It's a new year, a new Congress and a newly chastened president. What can we expect in the year ahead for the most important issue of our time: bringing federal deficits and the national debt under control?
I have been dour and pessimistic about the prospects for balancing the budget for several years now. Yet, for the first time, despite the tax-and-budget deal struck in the dying days of the Pelosi-Reid Congress, I see tantalizing glimmers of hope. As I have argued repeatedly, Americans have a window of opportunity of four or five years before we enter the "event horizon" of the black hole we call the national debt. At that point, when interest payments on the debt mount faster than we can possibly hope to cut the budget, there is no return. But maybe, just maybe, we can avoid that fate.
There are many reasons for pessimism, but I won't rehash them here. Just go back and read the last 200 posts on my "Boomergddon" blog. Here are some reasons to think we just may pull things out:
Republicans control the purse strings in Congress. The new leadership of the House of Representatives has vowed to roll back discretionary domestic spending by $100 billion to pre-TARP, pre-Stimulus levels. That will close only one-tenth of the $1 trillion-a-year budget gap that needs addressing, but it's a start. We have to be realistic: There is only so much domestic spending that can be cut while Democrats still control the Senate, the presidency and... the mainstream media. Cutting spending by $100 billion a year is progress of a sort.

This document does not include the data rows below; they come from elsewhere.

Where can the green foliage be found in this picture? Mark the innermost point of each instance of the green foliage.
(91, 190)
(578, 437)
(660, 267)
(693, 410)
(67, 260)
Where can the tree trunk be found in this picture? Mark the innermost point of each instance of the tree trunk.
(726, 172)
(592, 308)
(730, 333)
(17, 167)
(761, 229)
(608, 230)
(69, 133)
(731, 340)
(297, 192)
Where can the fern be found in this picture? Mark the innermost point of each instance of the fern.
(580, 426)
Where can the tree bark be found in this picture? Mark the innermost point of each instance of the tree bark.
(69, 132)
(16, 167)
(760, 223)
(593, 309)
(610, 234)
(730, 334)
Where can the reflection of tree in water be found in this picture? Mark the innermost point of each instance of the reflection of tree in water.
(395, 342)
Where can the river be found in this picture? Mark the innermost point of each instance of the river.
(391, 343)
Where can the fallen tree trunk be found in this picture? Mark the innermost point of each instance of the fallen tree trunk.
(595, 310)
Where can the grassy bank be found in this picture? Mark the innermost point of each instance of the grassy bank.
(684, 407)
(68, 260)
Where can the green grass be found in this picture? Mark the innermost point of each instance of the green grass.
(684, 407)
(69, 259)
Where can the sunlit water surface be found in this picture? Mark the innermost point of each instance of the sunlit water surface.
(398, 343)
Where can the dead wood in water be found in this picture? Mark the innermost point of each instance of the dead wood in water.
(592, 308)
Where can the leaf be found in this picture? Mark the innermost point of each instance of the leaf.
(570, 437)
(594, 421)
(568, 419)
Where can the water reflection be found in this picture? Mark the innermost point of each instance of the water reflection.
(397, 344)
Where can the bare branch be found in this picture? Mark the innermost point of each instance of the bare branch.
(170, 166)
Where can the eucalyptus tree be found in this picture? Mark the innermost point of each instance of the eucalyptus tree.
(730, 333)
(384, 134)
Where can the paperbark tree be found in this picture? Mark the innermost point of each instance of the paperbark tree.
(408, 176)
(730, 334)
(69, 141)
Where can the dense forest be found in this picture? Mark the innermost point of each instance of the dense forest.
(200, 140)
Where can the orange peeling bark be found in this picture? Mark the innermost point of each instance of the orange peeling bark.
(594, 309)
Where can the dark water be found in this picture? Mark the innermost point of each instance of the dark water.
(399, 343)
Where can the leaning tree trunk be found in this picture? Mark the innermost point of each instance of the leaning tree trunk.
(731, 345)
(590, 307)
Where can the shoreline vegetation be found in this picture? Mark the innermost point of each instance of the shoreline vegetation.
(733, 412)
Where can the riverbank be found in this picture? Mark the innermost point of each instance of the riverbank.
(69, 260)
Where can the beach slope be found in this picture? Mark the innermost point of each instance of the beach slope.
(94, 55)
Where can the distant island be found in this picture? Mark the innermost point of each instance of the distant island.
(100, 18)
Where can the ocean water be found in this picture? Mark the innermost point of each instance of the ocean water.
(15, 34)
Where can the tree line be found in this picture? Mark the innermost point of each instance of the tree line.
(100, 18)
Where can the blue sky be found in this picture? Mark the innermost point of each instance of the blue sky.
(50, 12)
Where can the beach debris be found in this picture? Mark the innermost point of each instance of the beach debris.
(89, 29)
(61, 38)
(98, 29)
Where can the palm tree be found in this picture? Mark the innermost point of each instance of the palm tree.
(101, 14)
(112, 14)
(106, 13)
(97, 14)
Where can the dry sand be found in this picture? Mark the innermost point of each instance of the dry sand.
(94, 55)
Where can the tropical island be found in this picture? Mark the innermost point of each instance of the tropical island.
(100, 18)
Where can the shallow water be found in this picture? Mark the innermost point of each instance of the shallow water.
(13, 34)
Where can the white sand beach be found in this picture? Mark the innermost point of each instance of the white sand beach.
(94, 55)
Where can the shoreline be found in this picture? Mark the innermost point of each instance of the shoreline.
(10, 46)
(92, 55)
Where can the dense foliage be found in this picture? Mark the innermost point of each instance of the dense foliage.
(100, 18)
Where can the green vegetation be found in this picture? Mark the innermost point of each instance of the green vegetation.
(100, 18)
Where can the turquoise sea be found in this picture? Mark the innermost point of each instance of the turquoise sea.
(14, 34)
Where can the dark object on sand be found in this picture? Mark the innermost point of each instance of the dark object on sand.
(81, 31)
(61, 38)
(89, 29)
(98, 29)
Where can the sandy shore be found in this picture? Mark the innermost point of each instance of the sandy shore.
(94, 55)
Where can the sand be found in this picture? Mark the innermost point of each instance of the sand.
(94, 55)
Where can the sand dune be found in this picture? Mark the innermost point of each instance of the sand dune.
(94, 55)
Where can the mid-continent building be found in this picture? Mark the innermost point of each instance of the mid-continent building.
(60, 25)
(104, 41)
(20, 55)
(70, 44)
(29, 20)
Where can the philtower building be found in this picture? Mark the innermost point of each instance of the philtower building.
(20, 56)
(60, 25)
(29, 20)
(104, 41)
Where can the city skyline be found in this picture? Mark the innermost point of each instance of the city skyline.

The impetus for tax reform is building. The U.S. tax code is an abomination and the "solutions" proffered by the Pelosi-Reid wing of the Democratic Party -- repealing the Bush tax-rate cuts -- would have made things worse. The problem is that tax rates are too high, punishing industry and thrift and driving capital into less-productive tax shelters, while the code is also riddled with $1 trillion in exemptions, deductions, credits and other loopholes. The higher rates go, the more pressure there is for special interest groups to seek carve-outs for themselves. Thus, the tax system is neither fair nor efficient.
Erskine Bowles and Alan Simpson, the co-chairs of the Obama deficit commission, made a powerful argument for tax simplification. Eliminating the loopholes would broaden the tax base, making it possible to both bring down tax rates (thus stimulating economic activity) and bringing in more tax revenues (thus reducing the deficit). The idea has appeal across the ideological spectrum. Further, President Obama has endorsed the idea of closing corporate tax loopholes in exchange for lower corporate tax rates, an intellectual breakthrough for him. Republicans are still hung up on the idea that eliminating a special-interest loophole is the moral equivalent to a tax hike, which their hero Ronald Reagan knew it clearly is not. If the GOP can get past that mental tic, it may be possible to enact tax reform that could close the budget gap by a couple hundred billion dollars more.
The economy is recovering. Economic activity slowed last year as business pulled back into its turtle shell, terrified of what punishing new laws, regulations and edicts would emanate from Congress and the Obama administration. A GOP-controlled House will put a lid on new job-killing initiatives and even may roll back some of the excesses associated with Obamacare. There are signs that business, which has piled up immense hoards of cash, will start investing again. Stronger economic growth could bring in unexpected revenue.
Trimming spending, reforming the tax code and stronger-than-expected economic growth is the most we can realistically expect from the next two years of divided government. And even if all three possibilities pan out as I hope, the job of restoring integrity to the budget will have advanced maybe 20 or 30 yards down the ballfield -- with another 70 to 80 yards to go. Still, any progress we make in the next two years will make it easier to finish the job in 2013, if and when fiscal conservatives can take control of the Senate and the presidency.
Don't make too much of this brief effusion of optimism. Given the perversity of human nature and the depravity of Congress, it is entirely possible that none of these things will come true. In fact, I'm feeling remorse for even engaging in such wishful thinking. But without hope, we have no reason to struggle onward. So, let us enjoy the moment.